From the first step I took outside O.R. Tambo Airport, I remember smelling this distinct *smell*. It smelled like sunshine and humidity, like bustling human traffic, like hospitality, and a good-sized disregard for uptight rules. I knew I was home. Just about every airport I had visited outside the global North had this smell, and I didn’t hold back my smile because I felt like I already belonged. I was ready to see street vendors lined up, crazy (read: action packed) driving, explosive colors of people all around: basically everything I loved that the US couldn’t warm up to.
But I was wrong – there were absolutely no people on the streets, everyone stayed in their lane as they drove! There was none of the familiar chaos I was looking forward to and that’s exactly the thing: Just like the hunt for traditional food, I found myself realizing that I kept trying to impose my own beliefs. My own biases. If you know anything about South Africa, you know there are 11 federally recognized national languages, multiple ethnic groups that have existed for generations with long and detailed histories, and a melting pot of religions! Of course there is no one ‘traditional dish’ – what could that even be? SA is part of the BRICS consortium–it is a major emerging nation–so even though I wanted it to be like Bangladesh, my motherland, it was wrong of me to assume so much.

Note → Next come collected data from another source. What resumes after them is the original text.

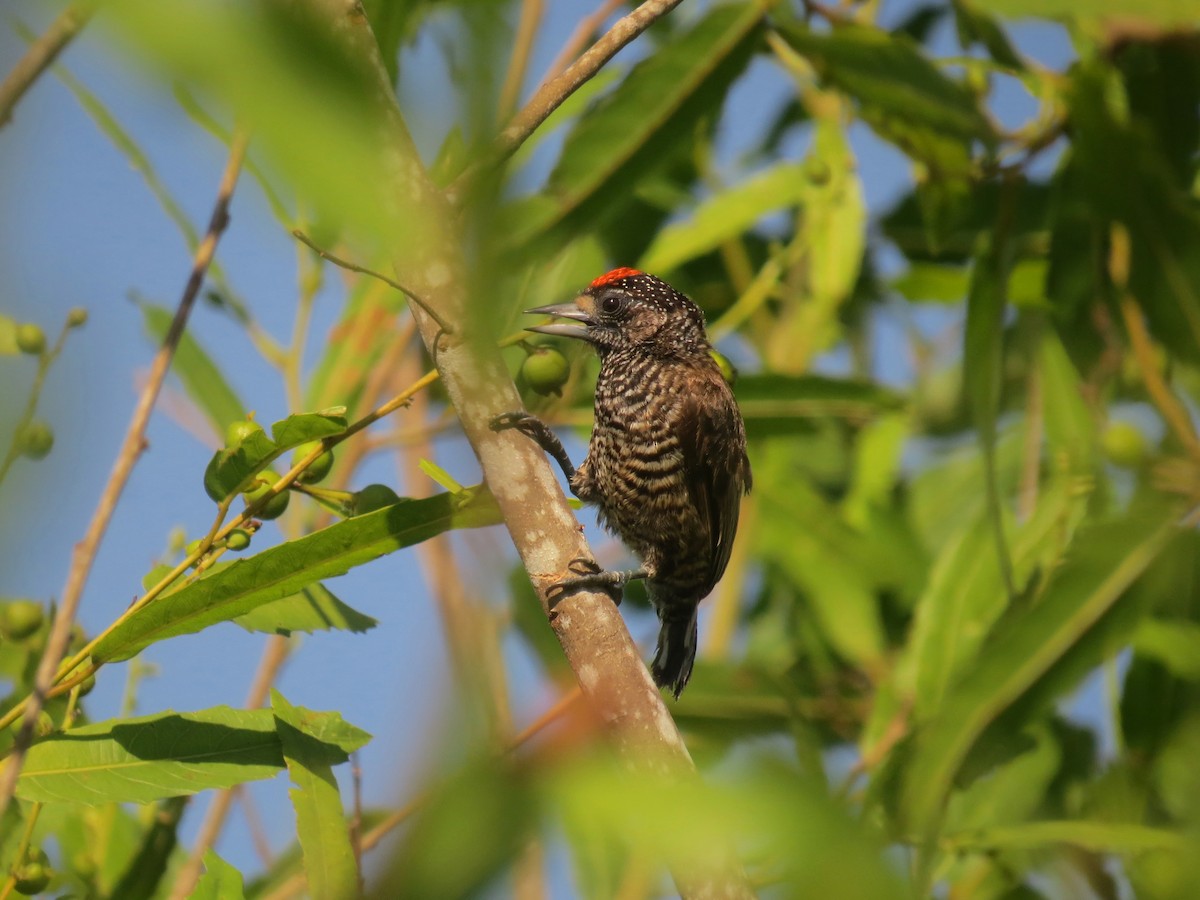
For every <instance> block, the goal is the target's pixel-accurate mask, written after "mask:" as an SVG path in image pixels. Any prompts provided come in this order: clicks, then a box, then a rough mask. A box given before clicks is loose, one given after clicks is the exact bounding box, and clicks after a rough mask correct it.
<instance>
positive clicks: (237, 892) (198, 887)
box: [190, 850, 246, 900]
mask: <svg viewBox="0 0 1200 900" xmlns="http://www.w3.org/2000/svg"><path fill="white" fill-rule="evenodd" d="M245 896H246V894H245V892H244V889H242V882H241V872H239V871H238V870H236V869H234V868H233V866H232V865H229V864H228V863H227V862H226V860H223V859H222V858H221V857H218V856H217V854H216V853H215V852H212V851H211V850H209V851H205V853H204V875H202V876H200V880H199V881H197V882H196V887H194V888H193V889H192V893H191V894H190V898H191V900H242V898H245Z"/></svg>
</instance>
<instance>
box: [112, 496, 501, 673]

There was such a rainbow of different people, no one noticed my skin color or even my headscarf. I blended right in. I learned less about myself through the lens of how others viewed me and more about the lens in which I understood the world.

Travel is one of the best tests of character, and it can also breathe life and truth into a people’s’ narrative. Thank you, South Africa; I owe you one.
Jeba is a member of the class of 2020 studying Electrical Engineering and Computer Science. This independent activities period, she is teaching computer science in Johannesburg, South Africa through MISTI Global Teaching Labs (GTL).